Ipfw and dummynet improvements
The microinstruction-based architecture of ipfw stimulated the addition of many new operations and features over the last few years. Individually, each of these additions is a small piece of code, but the overall result is that ipfw source code (both kernel and userland) has grown significantly, leading to very large source files and functions that are not in line with good engineering practices.
In this project I plan to revise the ipfw and dummynet code with following goals:
- split the kernel source in more manageable parts, similarly to what was done recently for the userland part;
- clearly separate userland-visible headers from private kernel parts;
- split a very large function, ipfw_chk(), using a dispatch table for microinstructions;
- profile the execution time of ipfw_chk(), figuring out how the dispatch table affects performance, and whether some performance can be gained by reenginering the code;
- make the userland-kernel interface more efficient;
- identify the locking issues (specifically, identify any races or performance problems when adding/removing rules, when updating counters, when reading the ipfw state from userland);
- build the microinstruction compiler as a library so other programs can use it as well;
- verify the behavior of the userland program /sbin/ipfw, trying to make it more robust and predictable in presence of malformed input.
The aim of this project is to revise and improve the ipfw and dummynet subsystems as explained in the summary.
The motivation for this project comes from some work I am doing with my advisor, Prof. Luigi Rizzo, in which we are porting ipfw and dummynet to Linux and Windows.

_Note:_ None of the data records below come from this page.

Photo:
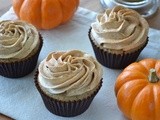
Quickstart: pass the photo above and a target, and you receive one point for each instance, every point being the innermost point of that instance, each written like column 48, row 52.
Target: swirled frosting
column 17, row 39
column 71, row 73
column 120, row 29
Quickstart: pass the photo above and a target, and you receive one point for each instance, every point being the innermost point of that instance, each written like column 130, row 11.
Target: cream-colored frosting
column 120, row 29
column 17, row 39
column 71, row 73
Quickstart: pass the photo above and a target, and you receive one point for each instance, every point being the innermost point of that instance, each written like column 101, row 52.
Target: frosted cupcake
column 118, row 36
column 68, row 82
column 20, row 45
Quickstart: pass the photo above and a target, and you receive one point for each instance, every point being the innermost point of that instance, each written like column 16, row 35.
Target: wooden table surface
column 93, row 5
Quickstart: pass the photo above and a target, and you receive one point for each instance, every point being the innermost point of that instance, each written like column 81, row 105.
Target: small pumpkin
column 45, row 14
column 137, row 90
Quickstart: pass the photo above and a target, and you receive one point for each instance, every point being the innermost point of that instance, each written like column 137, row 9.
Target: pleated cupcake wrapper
column 21, row 68
column 115, row 61
column 66, row 109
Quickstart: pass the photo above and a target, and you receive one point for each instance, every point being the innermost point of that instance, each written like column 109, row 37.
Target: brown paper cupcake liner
column 66, row 109
column 114, row 61
column 21, row 68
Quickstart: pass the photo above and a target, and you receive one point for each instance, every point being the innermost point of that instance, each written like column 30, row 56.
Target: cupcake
column 68, row 82
column 118, row 36
column 20, row 45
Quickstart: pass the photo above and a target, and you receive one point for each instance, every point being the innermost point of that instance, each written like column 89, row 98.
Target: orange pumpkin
column 137, row 90
column 45, row 14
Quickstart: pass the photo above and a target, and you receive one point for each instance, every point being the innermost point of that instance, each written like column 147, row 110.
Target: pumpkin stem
column 152, row 76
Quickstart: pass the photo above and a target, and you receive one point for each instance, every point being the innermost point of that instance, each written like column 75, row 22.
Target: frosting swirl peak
column 72, row 73
column 17, row 39
column 120, row 29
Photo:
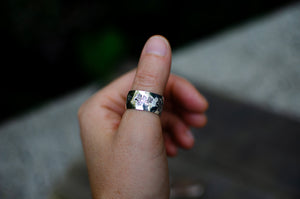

The Linux port, which is well on its way, pointed out some of the issues in the ipfw code, including the exceedingly large size of files and functions, the namespace pollution resulting from having most data structures defined in a single header, and the potential performance problems due to coarse locking and inefficient kernel/userland interface. The userland code has problems as well, also related to poor error handling in presence of malformed input.
In the work on the Linux port we already did some cleanup of the userland code, which was committed to both HEAD and RELENG_7. Also, I have gained a lot of familiarity with the kernel part of the code.